Duas estações


Em Belém as pessoas dizem que a cidade tem só duas estações no ano: uma em que chove todos os dias. Outra em que chove o dia todo! Estive lá na segunda.

Quando cheguei fiquei realmente impressionada com o que vi do avião. O nível da água nos rios, que invadiu os “piers” e invade as casas ribeirinhas!!

As pessoas são ótimas e rever a cidade é sempre uma alegria.

Trabalhar muito não me assusta, é um prazer! Mas aproveitar as boas coisas das cidades aonde estou é melhor ainda!

Depois de acertar minhas atividades, e de uma noite mal dormida de preocupação com a responsabilidade pelo meu trabalho - motivar as pessoas a novos pensamentos é mais ou menos como roubar-lhes a ingenuidade e me faz muito responsável por isso - fui almoçar com a Rosa Neves, que acabou se tornando amiga além do trabalho. Ela é divertida.

Convidou-me para conhecer o “Mangal das garças”. Um parque sensacional! Turístico, com enorme jardim, borboletário, viveiros, loja de artesanato e um restaurante cinco estrelas.

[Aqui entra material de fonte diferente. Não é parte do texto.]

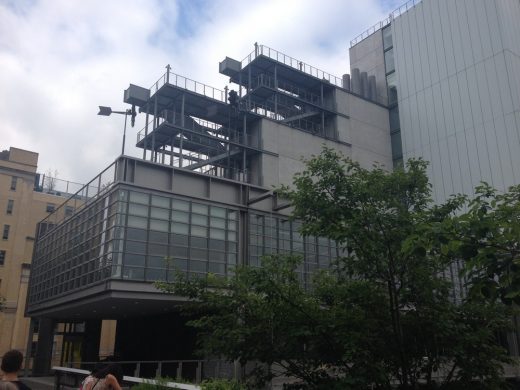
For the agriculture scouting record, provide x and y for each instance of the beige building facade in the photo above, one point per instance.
(23, 203)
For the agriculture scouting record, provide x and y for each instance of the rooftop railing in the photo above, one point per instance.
(81, 198)
(379, 25)
(292, 62)
(188, 84)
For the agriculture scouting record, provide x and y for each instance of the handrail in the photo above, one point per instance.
(128, 379)
(188, 84)
(379, 25)
(292, 62)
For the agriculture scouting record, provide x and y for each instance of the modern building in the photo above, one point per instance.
(199, 200)
(26, 197)
(450, 74)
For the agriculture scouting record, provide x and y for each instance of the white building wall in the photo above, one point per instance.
(458, 72)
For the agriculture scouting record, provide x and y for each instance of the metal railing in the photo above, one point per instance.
(54, 186)
(292, 62)
(81, 198)
(65, 377)
(194, 370)
(211, 134)
(188, 84)
(287, 88)
(379, 25)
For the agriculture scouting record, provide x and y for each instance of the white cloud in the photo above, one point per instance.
(60, 59)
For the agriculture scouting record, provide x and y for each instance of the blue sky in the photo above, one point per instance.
(60, 59)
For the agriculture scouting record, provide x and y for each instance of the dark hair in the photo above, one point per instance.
(12, 361)
(113, 368)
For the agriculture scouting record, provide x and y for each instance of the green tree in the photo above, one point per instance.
(487, 238)
(381, 316)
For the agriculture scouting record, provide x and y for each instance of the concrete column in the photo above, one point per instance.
(91, 340)
(43, 358)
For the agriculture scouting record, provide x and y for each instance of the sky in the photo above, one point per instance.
(61, 59)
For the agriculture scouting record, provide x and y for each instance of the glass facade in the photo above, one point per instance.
(391, 84)
(269, 234)
(134, 235)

O local está em restauração da flora e da fauna. As pontes de madeira levam ao rio, num píer enorme e incrível. Lá está o Museu da navegação com toda a história e reprodução das embarcações amazônicas. Acima dele o restaurante. Música ao vivo, ambiente interessante todo envidraçado - até em parte do piso, integrando a área interna com o meio ambiente.

Sabe como eu sou... como de tudo... Desde que não saiba o que estou comendo!!

Um conselho: se lhe oferecerem “Arroz de Muçuã”, coma! E nem se atreva a perguntar o que é!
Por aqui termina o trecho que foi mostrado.